Microsoft Sued for Patent Violations and Monday Seems Likely to End Stupid Patents

Microsoft Sued for Patent Violations and Monday Seems Likely to End Stupid Patents: "


John Paul Stevens, SCOTUS photo - portrait

John Paul Stevens, SCOTUS


Summary: Salesforce sues Microsoft in exchange for Microsoft’s frivolous lawsuit; The Patently-O crowd says that Justice John Paul Stevens, whose track record is hostile towards software patents, is the one writing the Bilski decision for SCOTUS (Supreme Court of the United States)


Microsoft, which struggles online where it loses almost $3 billion per year, sues those who succeed online. Microsoft decided to attack Salesforce using software patents [1, 2, 3, 4], only to be sued in return.



Salesforce.com Inc. filed a patent- infringement lawsuit today against Microsoft Corp., escalating a fight between the two companies over the growing market for cloud-computing software.


Salesforce enlists David Boies (from the famous Microsoft antitrust case) to show that racketeering [1, 2, 3, 4, 5, 6, 7] won’t work. This was promptly covered in:



“Software patent wars are crazy,” remarked one of our readers about it, “but only the lawyers like them. Well maybe Judges as well, as Judges were lawyers first before becoming Judges.”


Speaking of judges, Justice John Paul Stevens is believed to be writing the SCOTUS Bilski decision just before his retirement [1, 2, 3].


“Widespread agreement that Justice Stevens is writing the Court’s opinion in Bilski,” writes the president of the FFII regarding this new post from Patently-O:



It remains a puzzle why the petitioners in this case are persisting in an appeal that seems not only doomed but also capable of establishing new and unpredictable restrictions to the scope of patentable subject matter. I had previously thought that “irrational exuberance” provided the best answer—that the Bilski petitioners were likely to remain unrealistically optimistic about their chances for success right up to the end. But the presence of a multibillion-dollar corporation controlling the litigation decreases the chances that the strategy is due to simple inventor over-optimism. Perhaps the entity controlling the petitioners’ side of the case is really quite wily, for there would be no cause to “fold ’em,” if the petitioners’ side would view thorough defeat as victory. That would explain much.

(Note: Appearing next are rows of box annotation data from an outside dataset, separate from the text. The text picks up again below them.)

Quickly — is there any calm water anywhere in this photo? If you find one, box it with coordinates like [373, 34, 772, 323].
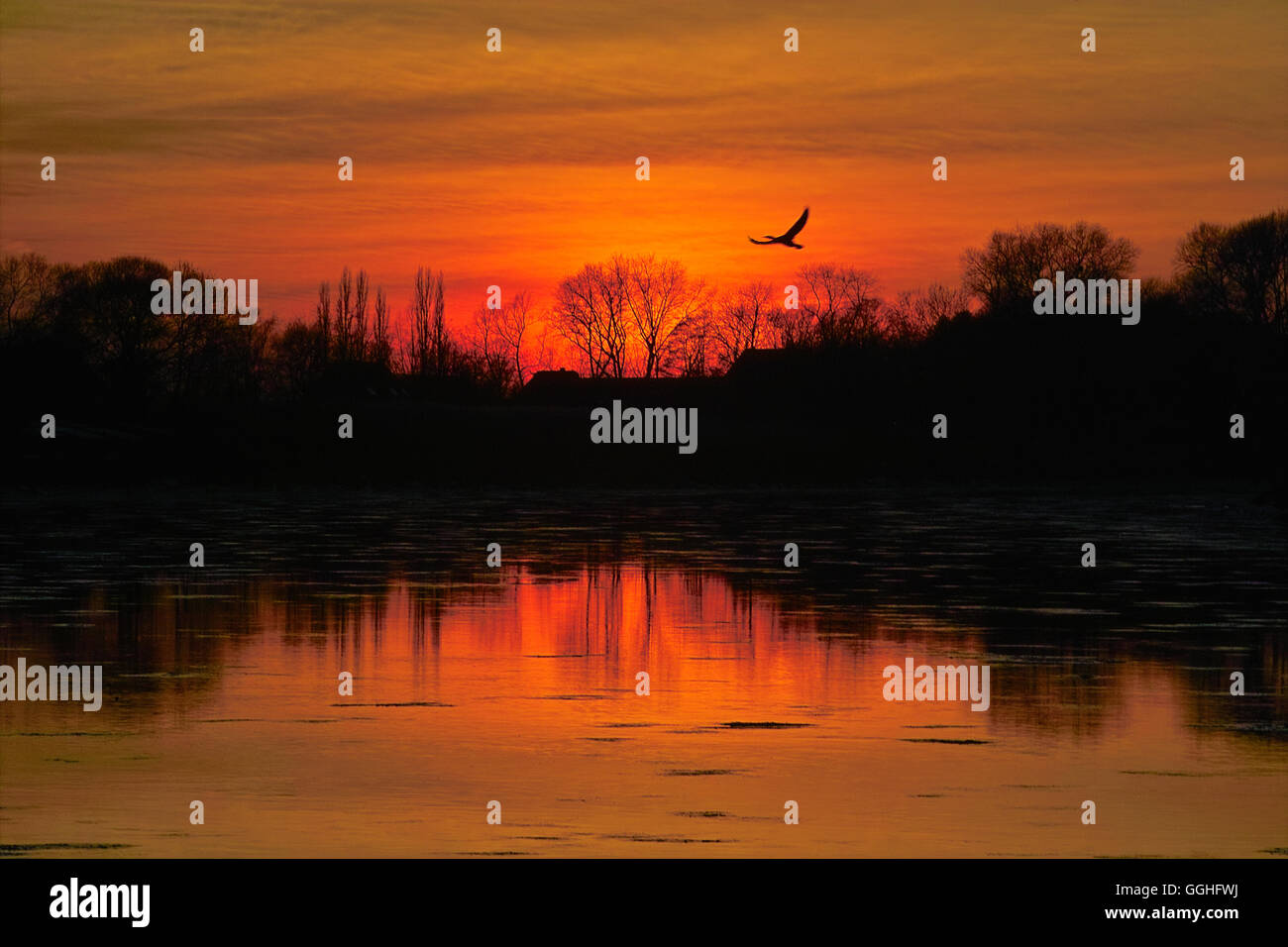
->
[0, 488, 1288, 857]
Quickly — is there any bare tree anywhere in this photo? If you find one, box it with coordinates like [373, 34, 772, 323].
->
[551, 263, 627, 377]
[881, 283, 970, 343]
[711, 282, 776, 371]
[610, 257, 711, 377]
[774, 263, 883, 347]
[406, 266, 448, 376]
[962, 222, 1140, 313]
[1176, 210, 1288, 331]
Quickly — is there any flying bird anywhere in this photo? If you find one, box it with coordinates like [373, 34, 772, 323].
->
[747, 207, 808, 250]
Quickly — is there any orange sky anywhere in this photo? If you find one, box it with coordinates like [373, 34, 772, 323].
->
[0, 0, 1288, 332]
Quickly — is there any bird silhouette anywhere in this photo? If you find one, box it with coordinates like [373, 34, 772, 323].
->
[747, 207, 808, 250]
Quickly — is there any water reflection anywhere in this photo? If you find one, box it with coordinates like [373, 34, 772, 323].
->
[0, 491, 1288, 856]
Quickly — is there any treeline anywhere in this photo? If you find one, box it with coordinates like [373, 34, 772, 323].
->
[0, 210, 1288, 408]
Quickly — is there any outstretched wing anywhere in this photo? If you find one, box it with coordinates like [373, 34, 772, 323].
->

“Patently-O afraid of Justice Stevens,” says Florian Müller, who tells us that the above is “the best and most encouraging article on Bilski I’ve seen to date.” Robert Pogson writes about the subject as well:



One of the side-effects of waiting breathlessly for Bilski at SCOTUS is seeing other things that the supremes decide.


A recent opinion slaps down rulings made by lower courts over decades that US securities fraud laws applied globally. There is so much assumption in the culture of the USA that the world should do things the way they do them: film, politics, copyright, software patents…


Müller’s take on the OIN withstanding [1, 2, 3], if software patent are annulled in the United States and later throughout the rest of the world (it’s possible, as traditional slavery too has become extinct), then the OIN becomes utterly redundant and can then be dismantled. For now, however, it continues to grow under the assumption that software patents hold water in the United States.


Our prediction is that the Bilski decision will stand after the assessment by SCOTUS; then, lawyers will try to interpret it as though it makes little difference, even when it successfully kills a few software patents. Monday may be a legal turning point for GNU/Linux and software freedom (whether one cares about the field of law or not). We will try to make an HTML version of the ruling as soon as it comes out (as we did the last time).